Describe GPT-4. The GPT-4 is primarily a text-generating device. Yet it is a really excellent one, and it turns out that writing well is practically equivalent to understanding and reasoning well.

So, for example, if you give the GPT-4 a question from the US bar exam, it will write an essay demonstrating legal knowledge; if you give it a medicinal molecule and ask for variations, it will appear to apply biochemical expertise; and if you ask it to tell you a joke about a fish, it will appear to have a sense of humour, or at least a good memory for bad cracker jokes ("what do you get when you cross a fish and an elephant? Trunks for the pool!").

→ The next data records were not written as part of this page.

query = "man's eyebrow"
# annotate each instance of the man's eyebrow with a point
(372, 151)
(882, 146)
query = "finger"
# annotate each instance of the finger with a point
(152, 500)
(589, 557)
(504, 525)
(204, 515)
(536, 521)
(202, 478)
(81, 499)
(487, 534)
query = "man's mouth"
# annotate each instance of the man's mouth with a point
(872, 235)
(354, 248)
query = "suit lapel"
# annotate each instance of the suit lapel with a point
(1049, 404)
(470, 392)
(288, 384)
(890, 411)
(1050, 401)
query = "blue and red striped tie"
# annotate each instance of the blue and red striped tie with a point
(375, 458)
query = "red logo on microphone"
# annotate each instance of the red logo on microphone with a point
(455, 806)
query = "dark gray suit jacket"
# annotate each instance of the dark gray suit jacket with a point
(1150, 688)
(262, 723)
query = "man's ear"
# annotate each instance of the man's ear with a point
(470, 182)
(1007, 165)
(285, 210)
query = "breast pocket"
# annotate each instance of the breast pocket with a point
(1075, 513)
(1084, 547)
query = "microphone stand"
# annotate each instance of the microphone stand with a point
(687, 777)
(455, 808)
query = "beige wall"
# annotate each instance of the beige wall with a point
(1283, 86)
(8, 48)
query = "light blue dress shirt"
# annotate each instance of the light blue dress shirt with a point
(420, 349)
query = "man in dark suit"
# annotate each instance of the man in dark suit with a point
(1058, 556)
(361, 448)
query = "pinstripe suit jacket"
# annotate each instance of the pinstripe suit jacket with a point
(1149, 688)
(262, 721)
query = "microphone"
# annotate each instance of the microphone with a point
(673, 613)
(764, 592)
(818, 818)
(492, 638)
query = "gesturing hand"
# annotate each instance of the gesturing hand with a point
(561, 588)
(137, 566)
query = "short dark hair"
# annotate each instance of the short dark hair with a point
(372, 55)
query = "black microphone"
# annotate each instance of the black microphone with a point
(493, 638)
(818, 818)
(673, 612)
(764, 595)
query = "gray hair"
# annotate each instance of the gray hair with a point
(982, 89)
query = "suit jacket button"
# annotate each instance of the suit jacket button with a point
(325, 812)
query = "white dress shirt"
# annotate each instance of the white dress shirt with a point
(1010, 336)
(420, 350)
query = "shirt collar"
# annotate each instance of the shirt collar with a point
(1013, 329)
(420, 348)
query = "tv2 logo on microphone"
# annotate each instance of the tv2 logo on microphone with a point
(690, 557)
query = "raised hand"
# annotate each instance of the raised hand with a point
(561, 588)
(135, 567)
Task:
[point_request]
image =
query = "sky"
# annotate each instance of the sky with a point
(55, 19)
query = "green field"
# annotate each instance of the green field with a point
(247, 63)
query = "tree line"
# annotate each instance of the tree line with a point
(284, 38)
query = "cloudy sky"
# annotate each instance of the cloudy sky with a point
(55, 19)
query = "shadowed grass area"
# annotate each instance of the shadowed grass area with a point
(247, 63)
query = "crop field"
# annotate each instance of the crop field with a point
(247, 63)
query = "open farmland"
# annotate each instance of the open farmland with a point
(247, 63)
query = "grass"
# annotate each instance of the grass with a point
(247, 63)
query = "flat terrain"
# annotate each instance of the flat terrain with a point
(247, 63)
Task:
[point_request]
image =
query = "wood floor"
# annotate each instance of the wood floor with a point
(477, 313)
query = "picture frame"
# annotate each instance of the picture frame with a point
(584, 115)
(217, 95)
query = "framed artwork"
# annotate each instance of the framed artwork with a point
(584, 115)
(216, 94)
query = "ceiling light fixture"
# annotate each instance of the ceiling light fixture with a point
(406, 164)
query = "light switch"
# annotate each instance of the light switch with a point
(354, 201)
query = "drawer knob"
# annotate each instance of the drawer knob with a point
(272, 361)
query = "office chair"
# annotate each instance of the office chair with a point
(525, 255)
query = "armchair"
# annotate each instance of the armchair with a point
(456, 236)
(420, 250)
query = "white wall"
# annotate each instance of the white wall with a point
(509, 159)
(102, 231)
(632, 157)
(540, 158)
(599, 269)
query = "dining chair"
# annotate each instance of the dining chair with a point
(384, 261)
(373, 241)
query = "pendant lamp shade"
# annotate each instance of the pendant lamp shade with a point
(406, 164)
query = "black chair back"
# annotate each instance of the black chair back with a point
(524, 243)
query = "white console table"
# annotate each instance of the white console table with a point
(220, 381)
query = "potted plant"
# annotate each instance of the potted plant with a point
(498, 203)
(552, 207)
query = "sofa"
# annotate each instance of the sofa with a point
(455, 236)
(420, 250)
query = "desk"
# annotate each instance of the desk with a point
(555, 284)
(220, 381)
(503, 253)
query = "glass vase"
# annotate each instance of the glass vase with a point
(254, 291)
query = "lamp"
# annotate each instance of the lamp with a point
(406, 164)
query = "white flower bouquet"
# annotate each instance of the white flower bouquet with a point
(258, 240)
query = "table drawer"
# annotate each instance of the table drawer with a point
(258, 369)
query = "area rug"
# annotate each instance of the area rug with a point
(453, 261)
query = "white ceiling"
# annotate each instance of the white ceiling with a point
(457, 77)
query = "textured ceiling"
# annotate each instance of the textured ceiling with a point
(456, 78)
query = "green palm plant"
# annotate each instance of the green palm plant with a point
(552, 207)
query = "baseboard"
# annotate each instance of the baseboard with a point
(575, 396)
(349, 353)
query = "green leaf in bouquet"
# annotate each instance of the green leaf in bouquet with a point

Is it identical to ChatGPT?

Not exactly. GPT-4, a potent universal technology that can be tailored to a variety of uses, is the engine if ChatGPT is the automobile. Because it has been running for the past five weeks on Microsoft's Bing Talk, the one that went a little crazy and threatened to wipe out everyone, you may have already used it.

GPT-4, however, is not just limited to chatbots. Assistive technology company Be My Eyes is using the tool to create a tool that can describe the world for a blind person and respond to follow-up questions about it. Duolingo has integrated a version of it into its language learning app that can explain where learners went wrong rather than just telling them the correct thing to say.